El tiempo seguía siendo apacible. La bruma temprana se despejó con la promesa de otro día de sol suave, aunque quizás esporádico. Incluso el aire de Londres encerraba algo de la dulzura del verano, y una brisa ligera arrastraba finos jirones de nubes por un firmamento azul. Mientras recorría el aburrido y tortuoso trayecto hasta los arrabales del sur de Londres con Kate al lado, Dalgliesh sintió resurgir un anhelo juvenil por ver y oír el mar, y deseó que el convento estuviera situado en la costa. Durante el viaje hablaron poco.
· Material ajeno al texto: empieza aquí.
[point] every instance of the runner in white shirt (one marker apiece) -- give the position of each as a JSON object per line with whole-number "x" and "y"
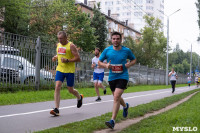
{"x": 173, "y": 78}
{"x": 98, "y": 74}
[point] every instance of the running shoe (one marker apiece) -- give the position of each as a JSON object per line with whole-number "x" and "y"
{"x": 55, "y": 112}
{"x": 110, "y": 124}
{"x": 79, "y": 103}
{"x": 98, "y": 99}
{"x": 125, "y": 110}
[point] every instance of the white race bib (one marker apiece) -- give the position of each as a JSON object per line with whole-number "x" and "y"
{"x": 117, "y": 68}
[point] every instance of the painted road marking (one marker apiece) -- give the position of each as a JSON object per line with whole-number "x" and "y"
{"x": 39, "y": 111}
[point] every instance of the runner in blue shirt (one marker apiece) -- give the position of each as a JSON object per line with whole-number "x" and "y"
{"x": 119, "y": 59}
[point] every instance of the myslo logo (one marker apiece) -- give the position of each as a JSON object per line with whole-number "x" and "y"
{"x": 185, "y": 129}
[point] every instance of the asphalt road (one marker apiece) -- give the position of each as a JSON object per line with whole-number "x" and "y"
{"x": 26, "y": 118}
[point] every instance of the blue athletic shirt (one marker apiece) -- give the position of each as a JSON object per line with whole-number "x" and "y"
{"x": 117, "y": 57}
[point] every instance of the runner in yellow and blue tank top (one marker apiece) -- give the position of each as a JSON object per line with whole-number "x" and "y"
{"x": 67, "y": 55}
{"x": 117, "y": 56}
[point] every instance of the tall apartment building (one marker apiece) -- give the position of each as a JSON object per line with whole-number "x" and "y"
{"x": 132, "y": 11}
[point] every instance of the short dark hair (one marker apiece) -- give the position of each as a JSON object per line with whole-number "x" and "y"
{"x": 116, "y": 33}
{"x": 97, "y": 49}
{"x": 62, "y": 33}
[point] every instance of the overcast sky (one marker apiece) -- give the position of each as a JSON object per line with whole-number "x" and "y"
{"x": 183, "y": 26}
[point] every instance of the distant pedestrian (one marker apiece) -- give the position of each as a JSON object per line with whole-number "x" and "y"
{"x": 67, "y": 55}
{"x": 116, "y": 56}
{"x": 189, "y": 80}
{"x": 98, "y": 74}
{"x": 173, "y": 76}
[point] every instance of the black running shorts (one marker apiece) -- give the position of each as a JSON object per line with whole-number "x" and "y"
{"x": 118, "y": 83}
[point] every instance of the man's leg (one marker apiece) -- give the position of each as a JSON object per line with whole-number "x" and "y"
{"x": 117, "y": 101}
{"x": 57, "y": 93}
{"x": 100, "y": 85}
{"x": 55, "y": 111}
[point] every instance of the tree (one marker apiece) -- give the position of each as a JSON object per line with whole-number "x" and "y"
{"x": 198, "y": 11}
{"x": 49, "y": 17}
{"x": 99, "y": 23}
{"x": 79, "y": 29}
{"x": 153, "y": 43}
{"x": 16, "y": 16}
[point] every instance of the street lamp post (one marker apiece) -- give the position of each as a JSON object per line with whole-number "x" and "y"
{"x": 191, "y": 63}
{"x": 168, "y": 42}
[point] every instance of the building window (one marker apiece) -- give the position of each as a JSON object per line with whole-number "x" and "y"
{"x": 149, "y": 1}
{"x": 149, "y": 8}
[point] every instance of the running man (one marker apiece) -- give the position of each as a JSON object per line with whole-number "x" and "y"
{"x": 98, "y": 74}
{"x": 173, "y": 76}
{"x": 189, "y": 79}
{"x": 67, "y": 55}
{"x": 117, "y": 56}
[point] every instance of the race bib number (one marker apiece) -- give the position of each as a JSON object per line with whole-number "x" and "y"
{"x": 117, "y": 68}
{"x": 62, "y": 50}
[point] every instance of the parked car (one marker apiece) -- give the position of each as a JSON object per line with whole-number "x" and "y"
{"x": 18, "y": 69}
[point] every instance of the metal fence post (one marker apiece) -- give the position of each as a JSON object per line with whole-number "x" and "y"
{"x": 37, "y": 62}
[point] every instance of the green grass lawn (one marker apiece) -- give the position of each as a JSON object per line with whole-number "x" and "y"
{"x": 177, "y": 117}
{"x": 21, "y": 97}
{"x": 185, "y": 115}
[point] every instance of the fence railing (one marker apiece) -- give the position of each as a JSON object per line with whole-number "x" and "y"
{"x": 26, "y": 61}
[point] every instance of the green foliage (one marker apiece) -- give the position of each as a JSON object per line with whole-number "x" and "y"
{"x": 152, "y": 46}
{"x": 181, "y": 60}
{"x": 99, "y": 23}
{"x": 78, "y": 27}
{"x": 16, "y": 16}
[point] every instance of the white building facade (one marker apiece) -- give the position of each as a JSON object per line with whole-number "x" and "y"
{"x": 132, "y": 11}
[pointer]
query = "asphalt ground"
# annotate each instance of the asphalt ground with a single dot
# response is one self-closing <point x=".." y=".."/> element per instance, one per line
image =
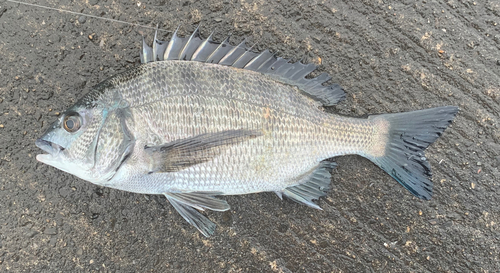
<point x="390" y="56"/>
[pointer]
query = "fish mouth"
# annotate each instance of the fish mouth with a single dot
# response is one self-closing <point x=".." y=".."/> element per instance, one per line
<point x="51" y="148"/>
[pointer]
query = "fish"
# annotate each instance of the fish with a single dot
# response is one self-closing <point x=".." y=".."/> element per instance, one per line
<point x="199" y="119"/>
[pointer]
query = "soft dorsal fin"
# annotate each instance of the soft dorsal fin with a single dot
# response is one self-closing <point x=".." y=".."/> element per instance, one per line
<point x="195" y="48"/>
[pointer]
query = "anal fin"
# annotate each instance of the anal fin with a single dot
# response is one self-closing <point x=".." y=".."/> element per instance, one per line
<point x="187" y="204"/>
<point x="313" y="185"/>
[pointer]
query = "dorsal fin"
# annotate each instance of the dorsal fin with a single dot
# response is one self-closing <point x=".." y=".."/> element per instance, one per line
<point x="195" y="48"/>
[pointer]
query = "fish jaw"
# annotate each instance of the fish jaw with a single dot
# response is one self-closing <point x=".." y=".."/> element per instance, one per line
<point x="56" y="158"/>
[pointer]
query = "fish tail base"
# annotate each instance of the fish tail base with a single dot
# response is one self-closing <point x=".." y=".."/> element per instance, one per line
<point x="407" y="136"/>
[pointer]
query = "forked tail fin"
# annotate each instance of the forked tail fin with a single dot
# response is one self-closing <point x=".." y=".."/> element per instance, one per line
<point x="408" y="135"/>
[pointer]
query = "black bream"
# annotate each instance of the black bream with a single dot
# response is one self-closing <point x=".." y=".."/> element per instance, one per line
<point x="200" y="118"/>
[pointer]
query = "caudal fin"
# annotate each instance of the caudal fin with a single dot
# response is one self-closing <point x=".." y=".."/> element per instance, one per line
<point x="409" y="134"/>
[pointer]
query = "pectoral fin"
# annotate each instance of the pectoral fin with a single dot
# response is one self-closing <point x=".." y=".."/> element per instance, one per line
<point x="184" y="153"/>
<point x="187" y="203"/>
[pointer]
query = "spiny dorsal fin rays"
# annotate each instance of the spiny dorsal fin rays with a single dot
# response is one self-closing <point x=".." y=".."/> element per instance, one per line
<point x="192" y="44"/>
<point x="206" y="48"/>
<point x="174" y="47"/>
<point x="146" y="52"/>
<point x="195" y="48"/>
<point x="245" y="58"/>
<point x="234" y="54"/>
<point x="158" y="47"/>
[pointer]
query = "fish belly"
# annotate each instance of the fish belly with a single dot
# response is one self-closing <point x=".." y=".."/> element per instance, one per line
<point x="296" y="133"/>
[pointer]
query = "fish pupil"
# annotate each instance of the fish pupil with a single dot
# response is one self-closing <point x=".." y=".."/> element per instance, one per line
<point x="70" y="124"/>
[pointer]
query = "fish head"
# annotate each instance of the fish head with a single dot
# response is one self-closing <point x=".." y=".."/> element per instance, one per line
<point x="70" y="142"/>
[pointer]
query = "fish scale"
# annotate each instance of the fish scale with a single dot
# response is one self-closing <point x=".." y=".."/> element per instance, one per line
<point x="295" y="116"/>
<point x="200" y="118"/>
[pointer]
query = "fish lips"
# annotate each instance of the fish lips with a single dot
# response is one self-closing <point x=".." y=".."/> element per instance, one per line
<point x="51" y="148"/>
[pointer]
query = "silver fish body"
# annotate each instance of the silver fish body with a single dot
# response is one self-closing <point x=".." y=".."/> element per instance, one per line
<point x="226" y="124"/>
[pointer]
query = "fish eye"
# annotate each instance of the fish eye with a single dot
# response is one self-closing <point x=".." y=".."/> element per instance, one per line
<point x="72" y="122"/>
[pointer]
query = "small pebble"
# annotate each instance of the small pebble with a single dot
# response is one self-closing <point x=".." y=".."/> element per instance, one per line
<point x="82" y="19"/>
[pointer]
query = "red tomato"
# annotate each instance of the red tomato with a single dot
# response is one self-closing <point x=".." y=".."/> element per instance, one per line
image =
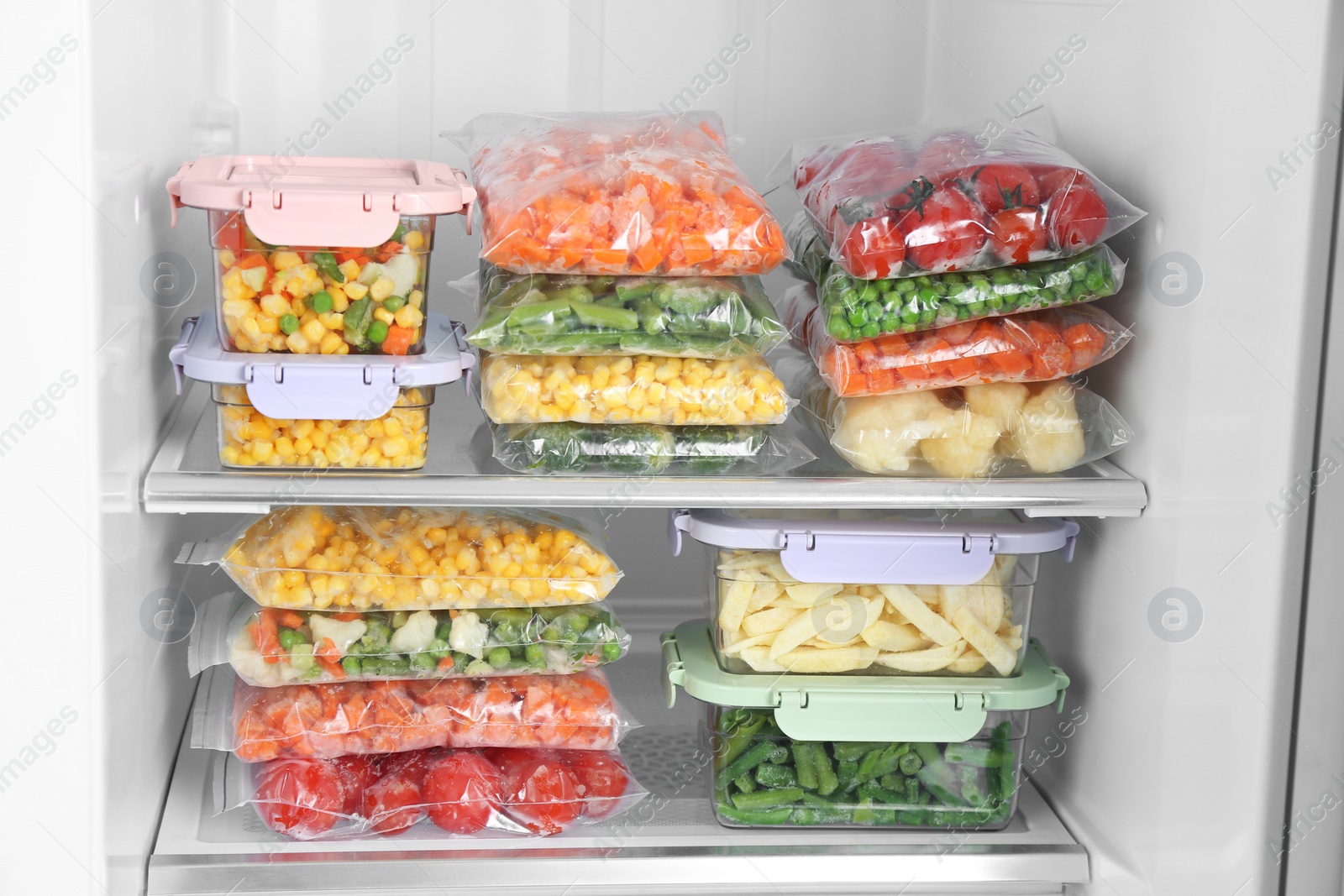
<point x="356" y="775"/>
<point x="874" y="249"/>
<point x="944" y="230"/>
<point x="394" y="801"/>
<point x="1075" y="217"/>
<point x="463" y="790"/>
<point x="602" y="779"/>
<point x="299" y="797"/>
<point x="998" y="187"/>
<point x="1015" y="234"/>
<point x="543" y="795"/>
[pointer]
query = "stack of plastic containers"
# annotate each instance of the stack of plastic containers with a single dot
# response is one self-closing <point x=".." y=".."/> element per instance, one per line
<point x="947" y="302"/>
<point x="322" y="351"/>
<point x="400" y="664"/>
<point x="864" y="669"/>
<point x="622" y="311"/>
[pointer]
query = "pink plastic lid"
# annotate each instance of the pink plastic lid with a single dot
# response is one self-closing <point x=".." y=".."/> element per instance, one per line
<point x="315" y="201"/>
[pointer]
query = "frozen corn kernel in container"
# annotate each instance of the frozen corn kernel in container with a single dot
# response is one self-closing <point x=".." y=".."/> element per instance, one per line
<point x="764" y="778"/>
<point x="320" y="255"/>
<point x="616" y="194"/>
<point x="396" y="441"/>
<point x="741" y="391"/>
<point x="373" y="558"/>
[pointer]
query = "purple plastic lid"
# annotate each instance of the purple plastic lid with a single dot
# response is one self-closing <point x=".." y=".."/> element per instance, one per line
<point x="878" y="551"/>
<point x="335" y="387"/>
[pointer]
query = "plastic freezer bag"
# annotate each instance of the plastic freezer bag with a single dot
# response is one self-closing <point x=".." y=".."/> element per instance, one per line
<point x="642" y="449"/>
<point x="741" y="391"/>
<point x="1021" y="348"/>
<point x="674" y="317"/>
<point x="269" y="647"/>
<point x="853" y="309"/>
<point x="371" y="558"/>
<point x="432" y="792"/>
<point x="1000" y="429"/>
<point x="620" y="192"/>
<point x="360" y="718"/>
<point x="911" y="202"/>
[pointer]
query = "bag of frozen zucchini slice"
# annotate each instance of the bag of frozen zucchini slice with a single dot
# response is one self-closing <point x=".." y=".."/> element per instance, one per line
<point x="998" y="429"/>
<point x="362" y="718"/>
<point x="625" y="192"/>
<point x="1019" y="348"/>
<point x="456" y="792"/>
<point x="373" y="558"/>
<point x="269" y="647"/>
<point x="643" y="449"/>
<point x="855" y="309"/>
<point x="671" y="317"/>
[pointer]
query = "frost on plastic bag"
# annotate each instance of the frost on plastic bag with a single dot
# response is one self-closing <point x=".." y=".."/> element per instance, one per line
<point x="1021" y="348"/>
<point x="269" y="647"/>
<point x="430" y="792"/>
<point x="911" y="202"/>
<point x="1000" y="429"/>
<point x="855" y="309"/>
<point x="616" y="194"/>
<point x="370" y="558"/>
<point x="360" y="718"/>
<point x="633" y="449"/>
<point x="741" y="391"/>
<point x="672" y="317"/>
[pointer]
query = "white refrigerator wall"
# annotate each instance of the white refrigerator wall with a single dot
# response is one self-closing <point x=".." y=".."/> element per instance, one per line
<point x="1175" y="782"/>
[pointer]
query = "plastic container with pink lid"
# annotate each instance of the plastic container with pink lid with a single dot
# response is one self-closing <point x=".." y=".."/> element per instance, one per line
<point x="322" y="255"/>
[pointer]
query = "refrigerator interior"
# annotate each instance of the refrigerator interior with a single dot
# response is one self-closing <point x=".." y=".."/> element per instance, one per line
<point x="1180" y="775"/>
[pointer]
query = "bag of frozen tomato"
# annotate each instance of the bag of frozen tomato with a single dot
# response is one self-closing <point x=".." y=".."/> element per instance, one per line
<point x="857" y="309"/>
<point x="1021" y="348"/>
<point x="902" y="203"/>
<point x="428" y="793"/>
<point x="616" y="194"/>
<point x="360" y="718"/>
<point x="999" y="429"/>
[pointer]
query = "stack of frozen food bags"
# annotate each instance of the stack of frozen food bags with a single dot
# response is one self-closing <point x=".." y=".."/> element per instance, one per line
<point x="949" y="302"/>
<point x="622" y="318"/>
<point x="390" y="665"/>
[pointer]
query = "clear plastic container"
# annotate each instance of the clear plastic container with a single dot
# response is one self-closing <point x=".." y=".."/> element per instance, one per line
<point x="396" y="441"/>
<point x="769" y="621"/>
<point x="763" y="778"/>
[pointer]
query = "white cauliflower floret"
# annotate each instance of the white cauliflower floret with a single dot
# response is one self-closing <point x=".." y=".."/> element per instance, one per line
<point x="342" y="633"/>
<point x="1047" y="434"/>
<point x="417" y="634"/>
<point x="964" y="445"/>
<point x="468" y="634"/>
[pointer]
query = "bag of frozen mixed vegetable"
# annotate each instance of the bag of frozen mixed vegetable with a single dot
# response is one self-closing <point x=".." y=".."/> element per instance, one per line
<point x="575" y="315"/>
<point x="371" y="558"/>
<point x="1021" y="348"/>
<point x="855" y="309"/>
<point x="269" y="647"/>
<point x="362" y="718"/>
<point x="515" y="790"/>
<point x="616" y="194"/>
<point x="998" y="429"/>
<point x="644" y="449"/>
<point x="909" y="202"/>
<point x="608" y="389"/>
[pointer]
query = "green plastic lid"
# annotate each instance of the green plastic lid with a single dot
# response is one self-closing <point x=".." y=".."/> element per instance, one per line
<point x="925" y="708"/>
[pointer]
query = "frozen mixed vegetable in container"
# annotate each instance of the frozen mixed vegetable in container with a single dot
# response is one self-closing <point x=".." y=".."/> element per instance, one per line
<point x="647" y="449"/>
<point x="741" y="391"/>
<point x="371" y="558"/>
<point x="674" y="317"/>
<point x="616" y="194"/>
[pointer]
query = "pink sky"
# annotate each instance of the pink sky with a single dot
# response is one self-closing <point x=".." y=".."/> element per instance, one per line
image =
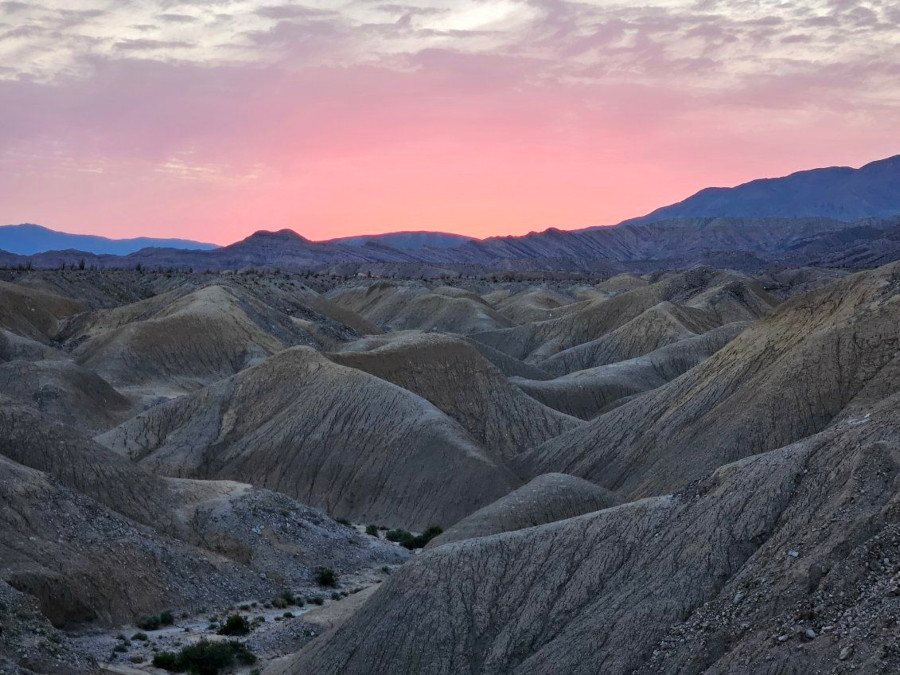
<point x="212" y="120"/>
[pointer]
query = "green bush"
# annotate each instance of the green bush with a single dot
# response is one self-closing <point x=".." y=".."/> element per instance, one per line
<point x="148" y="623"/>
<point x="285" y="599"/>
<point x="205" y="658"/>
<point x="411" y="541"/>
<point x="156" y="622"/>
<point x="398" y="536"/>
<point x="235" y="625"/>
<point x="325" y="576"/>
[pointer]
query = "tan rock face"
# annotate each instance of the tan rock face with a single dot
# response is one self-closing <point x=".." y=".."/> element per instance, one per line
<point x="675" y="472"/>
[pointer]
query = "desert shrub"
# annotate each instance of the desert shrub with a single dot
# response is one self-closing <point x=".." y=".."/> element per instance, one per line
<point x="398" y="536"/>
<point x="148" y="623"/>
<point x="284" y="599"/>
<point x="325" y="576"/>
<point x="235" y="625"/>
<point x="205" y="657"/>
<point x="155" y="622"/>
<point x="411" y="541"/>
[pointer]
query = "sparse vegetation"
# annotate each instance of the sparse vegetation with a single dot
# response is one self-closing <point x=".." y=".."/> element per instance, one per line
<point x="205" y="658"/>
<point x="325" y="576"/>
<point x="235" y="625"/>
<point x="155" y="622"/>
<point x="411" y="541"/>
<point x="284" y="599"/>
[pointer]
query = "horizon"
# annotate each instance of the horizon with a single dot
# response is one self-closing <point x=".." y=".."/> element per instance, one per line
<point x="363" y="235"/>
<point x="493" y="118"/>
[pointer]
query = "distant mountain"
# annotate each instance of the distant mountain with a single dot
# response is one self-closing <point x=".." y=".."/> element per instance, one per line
<point x="839" y="216"/>
<point x="28" y="239"/>
<point x="837" y="193"/>
<point x="407" y="240"/>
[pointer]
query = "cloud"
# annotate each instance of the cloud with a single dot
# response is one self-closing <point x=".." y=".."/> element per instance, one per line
<point x="503" y="114"/>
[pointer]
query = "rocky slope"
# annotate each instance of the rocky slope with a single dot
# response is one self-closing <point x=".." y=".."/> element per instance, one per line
<point x="746" y="570"/>
<point x="413" y="306"/>
<point x="784" y="378"/>
<point x="331" y="436"/>
<point x="451" y="374"/>
<point x="545" y="499"/>
<point x="587" y="393"/>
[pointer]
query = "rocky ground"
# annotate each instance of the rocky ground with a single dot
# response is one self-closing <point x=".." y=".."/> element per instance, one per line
<point x="677" y="472"/>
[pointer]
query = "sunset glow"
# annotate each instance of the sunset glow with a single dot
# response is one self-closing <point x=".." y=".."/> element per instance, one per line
<point x="211" y="120"/>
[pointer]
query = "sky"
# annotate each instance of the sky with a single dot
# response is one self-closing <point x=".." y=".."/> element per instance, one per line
<point x="211" y="119"/>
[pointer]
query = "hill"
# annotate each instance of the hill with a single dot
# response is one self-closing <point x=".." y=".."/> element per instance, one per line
<point x="28" y="239"/>
<point x="838" y="193"/>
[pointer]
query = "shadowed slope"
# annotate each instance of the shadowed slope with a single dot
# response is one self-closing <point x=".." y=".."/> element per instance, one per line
<point x="83" y="561"/>
<point x="703" y="581"/>
<point x="545" y="499"/>
<point x="331" y="436"/>
<point x="782" y="379"/>
<point x="66" y="392"/>
<point x="451" y="374"/>
<point x="185" y="338"/>
<point x="661" y="325"/>
<point x="536" y="342"/>
<point x="34" y="314"/>
<point x="413" y="306"/>
<point x="587" y="393"/>
<point x="262" y="531"/>
<point x="533" y="304"/>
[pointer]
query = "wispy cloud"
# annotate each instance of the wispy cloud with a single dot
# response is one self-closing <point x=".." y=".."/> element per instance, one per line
<point x="499" y="115"/>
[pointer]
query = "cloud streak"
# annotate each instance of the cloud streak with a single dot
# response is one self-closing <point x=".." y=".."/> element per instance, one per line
<point x="478" y="116"/>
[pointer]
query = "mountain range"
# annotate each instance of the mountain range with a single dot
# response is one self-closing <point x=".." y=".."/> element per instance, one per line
<point x="835" y="216"/>
<point x="28" y="239"/>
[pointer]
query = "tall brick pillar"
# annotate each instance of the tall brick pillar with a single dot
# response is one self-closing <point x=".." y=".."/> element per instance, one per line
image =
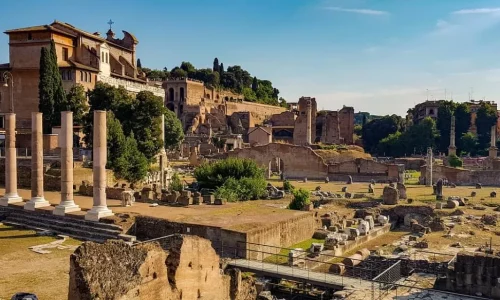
<point x="66" y="144"/>
<point x="99" y="157"/>
<point x="11" y="195"/>
<point x="37" y="199"/>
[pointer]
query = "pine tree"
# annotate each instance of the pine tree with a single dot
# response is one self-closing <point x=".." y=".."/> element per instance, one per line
<point x="216" y="65"/>
<point x="60" y="103"/>
<point x="255" y="84"/>
<point x="45" y="90"/>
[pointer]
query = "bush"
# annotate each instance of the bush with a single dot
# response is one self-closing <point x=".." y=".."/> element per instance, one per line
<point x="455" y="161"/>
<point x="213" y="175"/>
<point x="300" y="199"/>
<point x="287" y="186"/>
<point x="243" y="189"/>
<point x="176" y="183"/>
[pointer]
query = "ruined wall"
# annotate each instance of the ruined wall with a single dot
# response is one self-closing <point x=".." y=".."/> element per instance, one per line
<point x="114" y="270"/>
<point x="310" y="164"/>
<point x="346" y="124"/>
<point x="277" y="235"/>
<point x="474" y="274"/>
<point x="463" y="176"/>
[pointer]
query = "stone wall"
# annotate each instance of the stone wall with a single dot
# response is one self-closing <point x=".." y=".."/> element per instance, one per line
<point x="463" y="176"/>
<point x="189" y="270"/>
<point x="298" y="161"/>
<point x="474" y="274"/>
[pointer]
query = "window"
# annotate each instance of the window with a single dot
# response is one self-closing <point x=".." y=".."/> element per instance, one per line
<point x="65" y="54"/>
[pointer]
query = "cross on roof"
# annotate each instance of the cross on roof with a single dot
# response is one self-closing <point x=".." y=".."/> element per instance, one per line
<point x="110" y="22"/>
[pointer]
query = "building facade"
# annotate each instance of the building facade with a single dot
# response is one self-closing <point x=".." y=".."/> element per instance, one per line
<point x="83" y="58"/>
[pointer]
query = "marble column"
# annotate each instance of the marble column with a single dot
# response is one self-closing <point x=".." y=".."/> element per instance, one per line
<point x="493" y="147"/>
<point x="308" y="122"/>
<point x="37" y="199"/>
<point x="66" y="144"/>
<point x="163" y="154"/>
<point x="452" y="149"/>
<point x="99" y="157"/>
<point x="11" y="195"/>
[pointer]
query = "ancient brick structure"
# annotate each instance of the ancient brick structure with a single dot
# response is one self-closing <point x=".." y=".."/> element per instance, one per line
<point x="83" y="58"/>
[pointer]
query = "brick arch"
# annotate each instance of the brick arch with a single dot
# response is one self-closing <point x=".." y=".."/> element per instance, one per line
<point x="299" y="161"/>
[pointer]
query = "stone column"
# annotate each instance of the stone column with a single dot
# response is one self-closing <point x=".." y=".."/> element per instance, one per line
<point x="452" y="149"/>
<point x="66" y="144"/>
<point x="11" y="195"/>
<point x="493" y="146"/>
<point x="163" y="154"/>
<point x="99" y="157"/>
<point x="37" y="199"/>
<point x="308" y="122"/>
<point x="428" y="175"/>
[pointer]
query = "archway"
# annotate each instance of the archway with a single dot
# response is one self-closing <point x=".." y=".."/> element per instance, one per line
<point x="171" y="94"/>
<point x="171" y="106"/>
<point x="182" y="93"/>
<point x="276" y="168"/>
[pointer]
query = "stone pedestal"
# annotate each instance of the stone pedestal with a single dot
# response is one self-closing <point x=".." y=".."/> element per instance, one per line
<point x="99" y="208"/>
<point x="11" y="195"/>
<point x="37" y="199"/>
<point x="66" y="144"/>
<point x="492" y="152"/>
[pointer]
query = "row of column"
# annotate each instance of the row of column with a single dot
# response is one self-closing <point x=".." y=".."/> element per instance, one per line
<point x="67" y="204"/>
Dalgliesh prefería conducir en silencio y Kate podía tolerar un viaje entero a su lado sin sentir la necesidad de charlar; no era, reflexionó él, la menor de sus virtudes. Había pasado por el piso nuevo de Kate para recogerla, pero había esperado dentro del Jaguar a que apareciera en lugar de tomar el ascensor y llamar a su puerta, lo que acaso la hubiera hecho sentir en la obligación de invitarlo a pasar. Dalgliesh valoraba demasiado la propia intimidad para arriesgarse a invadir la de ella. Kate bajó a la hora en punto, como él se figuraba. Tenía un aspecto distinto, y Dalgliesh se dio cuenta de que muy pocas veces la veía con falda. Sonrió interiormente y se preguntó si su ayudante habría dudado antes de decidirse, hasta llegar a la conclusión de que sus acostumbrados pantalones podían considerarse inadecuados para una visita a un convento. Sospechó que, a pesar de su sexo, quizá se encontraría más cómodo allí que Kate.